AI and digital datalinks can automatically broadcast standard hazard and weather data, though controllers must still interject dynamically for immediate, localized threats.

Determine the timing or procedures for flight vector changes.
65

AI is vastly superior at calculating 4D trajectories for fuel efficiency and conflict avoidance; controllers will increasingly just approve AI-generated vectors.

Alert airport emergency services in cases of emergency or when aircraft are experiencing difficulties.
60

Automated systems can trigger alerts based on flight telemetry (e.g., emergency transponder codes), but human verification is needed to coordinate the specific response and avoid false alarms.

Direct pilots to runways when space is available or direct them to maintain a traffic pattern until there is space for them to land.
55

AI optimization algorithms already assist heavily in sequencing arrivals, but issuing the dynamic commands in a congested pattern remains a human-driven task.

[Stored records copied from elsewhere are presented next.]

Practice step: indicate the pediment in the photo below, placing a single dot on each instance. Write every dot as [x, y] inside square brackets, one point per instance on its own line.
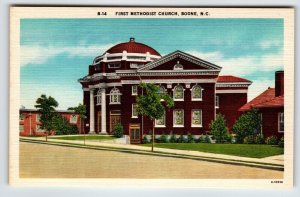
[177, 61]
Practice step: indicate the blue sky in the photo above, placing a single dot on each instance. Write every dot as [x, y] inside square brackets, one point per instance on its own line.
[57, 52]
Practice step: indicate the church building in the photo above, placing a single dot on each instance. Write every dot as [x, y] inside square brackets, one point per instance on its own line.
[199, 92]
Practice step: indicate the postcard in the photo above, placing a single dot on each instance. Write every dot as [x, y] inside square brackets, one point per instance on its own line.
[185, 97]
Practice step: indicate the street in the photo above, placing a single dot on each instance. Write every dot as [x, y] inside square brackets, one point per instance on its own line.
[49, 161]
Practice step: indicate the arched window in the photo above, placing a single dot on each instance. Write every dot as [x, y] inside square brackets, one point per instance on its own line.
[197, 93]
[98, 97]
[115, 96]
[178, 93]
[161, 90]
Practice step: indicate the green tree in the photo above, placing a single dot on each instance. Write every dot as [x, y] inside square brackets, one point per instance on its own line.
[46, 106]
[249, 124]
[81, 111]
[218, 129]
[150, 104]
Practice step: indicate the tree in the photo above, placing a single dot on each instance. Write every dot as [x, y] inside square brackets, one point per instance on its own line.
[248, 124]
[81, 111]
[46, 106]
[218, 129]
[151, 104]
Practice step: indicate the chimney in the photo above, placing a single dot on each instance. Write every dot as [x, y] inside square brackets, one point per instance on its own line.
[279, 83]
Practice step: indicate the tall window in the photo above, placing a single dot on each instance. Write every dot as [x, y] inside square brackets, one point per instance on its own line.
[38, 117]
[98, 96]
[196, 118]
[281, 121]
[134, 113]
[178, 118]
[196, 93]
[217, 101]
[21, 128]
[21, 117]
[115, 96]
[73, 119]
[178, 94]
[134, 90]
[161, 122]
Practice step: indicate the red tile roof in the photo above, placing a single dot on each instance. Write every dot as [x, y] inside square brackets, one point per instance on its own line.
[266, 99]
[230, 78]
[132, 47]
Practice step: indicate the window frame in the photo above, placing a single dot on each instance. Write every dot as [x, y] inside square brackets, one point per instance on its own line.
[98, 97]
[217, 103]
[132, 114]
[174, 93]
[279, 122]
[192, 93]
[115, 92]
[134, 87]
[174, 118]
[76, 119]
[164, 121]
[196, 125]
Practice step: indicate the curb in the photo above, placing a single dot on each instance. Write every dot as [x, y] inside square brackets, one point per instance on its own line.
[269, 166]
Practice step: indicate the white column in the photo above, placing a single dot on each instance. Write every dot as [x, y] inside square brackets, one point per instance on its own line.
[92, 112]
[103, 111]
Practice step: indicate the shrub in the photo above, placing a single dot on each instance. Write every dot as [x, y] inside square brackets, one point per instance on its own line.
[272, 140]
[163, 139]
[259, 139]
[145, 140]
[118, 131]
[207, 139]
[248, 140]
[248, 124]
[218, 129]
[281, 142]
[173, 139]
[190, 138]
[180, 139]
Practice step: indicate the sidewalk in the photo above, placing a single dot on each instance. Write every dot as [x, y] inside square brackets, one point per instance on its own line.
[273, 162]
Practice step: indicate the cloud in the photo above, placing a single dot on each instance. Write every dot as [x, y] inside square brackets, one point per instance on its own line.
[40, 54]
[268, 44]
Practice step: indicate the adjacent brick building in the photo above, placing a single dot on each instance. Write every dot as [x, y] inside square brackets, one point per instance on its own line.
[270, 105]
[111, 87]
[29, 124]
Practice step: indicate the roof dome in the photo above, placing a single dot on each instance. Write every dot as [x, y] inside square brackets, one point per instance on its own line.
[132, 47]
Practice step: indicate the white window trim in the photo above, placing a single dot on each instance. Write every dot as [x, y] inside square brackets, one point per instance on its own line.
[182, 93]
[175, 125]
[98, 97]
[76, 119]
[132, 116]
[196, 125]
[110, 97]
[197, 99]
[279, 122]
[132, 92]
[161, 126]
[217, 106]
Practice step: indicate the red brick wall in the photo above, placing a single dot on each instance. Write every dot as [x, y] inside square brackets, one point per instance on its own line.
[229, 103]
[270, 121]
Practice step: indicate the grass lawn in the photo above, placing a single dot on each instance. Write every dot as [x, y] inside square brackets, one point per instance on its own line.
[81, 137]
[242, 150]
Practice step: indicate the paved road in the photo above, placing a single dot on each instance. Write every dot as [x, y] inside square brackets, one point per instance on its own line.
[48, 161]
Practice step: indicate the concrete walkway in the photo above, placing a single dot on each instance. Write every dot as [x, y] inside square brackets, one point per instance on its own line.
[275, 161]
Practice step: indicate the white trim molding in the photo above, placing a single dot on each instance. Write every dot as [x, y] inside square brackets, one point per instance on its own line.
[231, 91]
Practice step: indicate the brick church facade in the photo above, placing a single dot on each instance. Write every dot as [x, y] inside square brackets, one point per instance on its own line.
[199, 92]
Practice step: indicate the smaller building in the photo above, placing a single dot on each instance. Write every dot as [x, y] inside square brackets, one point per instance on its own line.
[270, 104]
[30, 125]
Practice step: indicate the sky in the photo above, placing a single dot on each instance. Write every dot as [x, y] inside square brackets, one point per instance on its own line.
[55, 53]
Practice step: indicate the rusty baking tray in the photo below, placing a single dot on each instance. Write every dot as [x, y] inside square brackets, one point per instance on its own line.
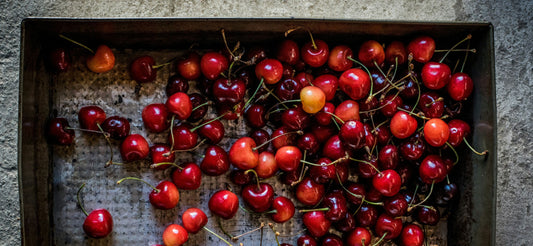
[46, 191]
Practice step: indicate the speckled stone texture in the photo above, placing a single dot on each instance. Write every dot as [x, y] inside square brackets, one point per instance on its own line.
[512, 21]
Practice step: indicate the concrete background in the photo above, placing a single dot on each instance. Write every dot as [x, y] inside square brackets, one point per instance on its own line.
[514, 72]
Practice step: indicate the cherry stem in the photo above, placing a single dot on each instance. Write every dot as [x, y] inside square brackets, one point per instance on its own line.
[381, 239]
[256, 177]
[299, 132]
[79, 200]
[468, 37]
[474, 150]
[425, 199]
[216, 235]
[138, 179]
[255, 92]
[235, 238]
[76, 42]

Monitor or direct the movement of aircraft within an assigned air space or on the ground at airports to minimize delays and maximize safety.
45

AI decision-support tools will increasingly predict conflicts and suggest optimal flows, but a human controller must oversee execution and handle non-compliant or unpredictable variables.

Direct ground traffic, including taxiing aircraft, maintenance or baggage vehicles, or airport workers.
40

Ground movement involves highly chaotic, multi-actor environments (vehicles, workers, planes) where AI can suggest routes, but human oversight is critical to prevent incursions.

Provide flight path changes or directions to emergency landing fields for pilots traveling in bad weather or in emergency situations.
35

AI can instantly calculate the optimal diversion route, but managing a pilot in distress requires human empathy, calm communication, and complex crisis management.

Issue landing and take-off authorizations or instructions.
30

While AI can sequence traffic perfectly, the final authorization carries extreme life-or-death stakes and strict regulatory requirements that mandate human accountability and visual/situational confirmation.

Initiate or coordinate searches for missing aircraft.
30

While AI can predict likely crash sites based on telemetry, coordinating a multi-agency search and rescue operation requires complex human strategy and communication.

Provide on-the-job training to new air traffic controllers.
15

Evaluating a trainee's stress response, situational awareness, and safety margins in real-time requires deep human judgment and mentorship.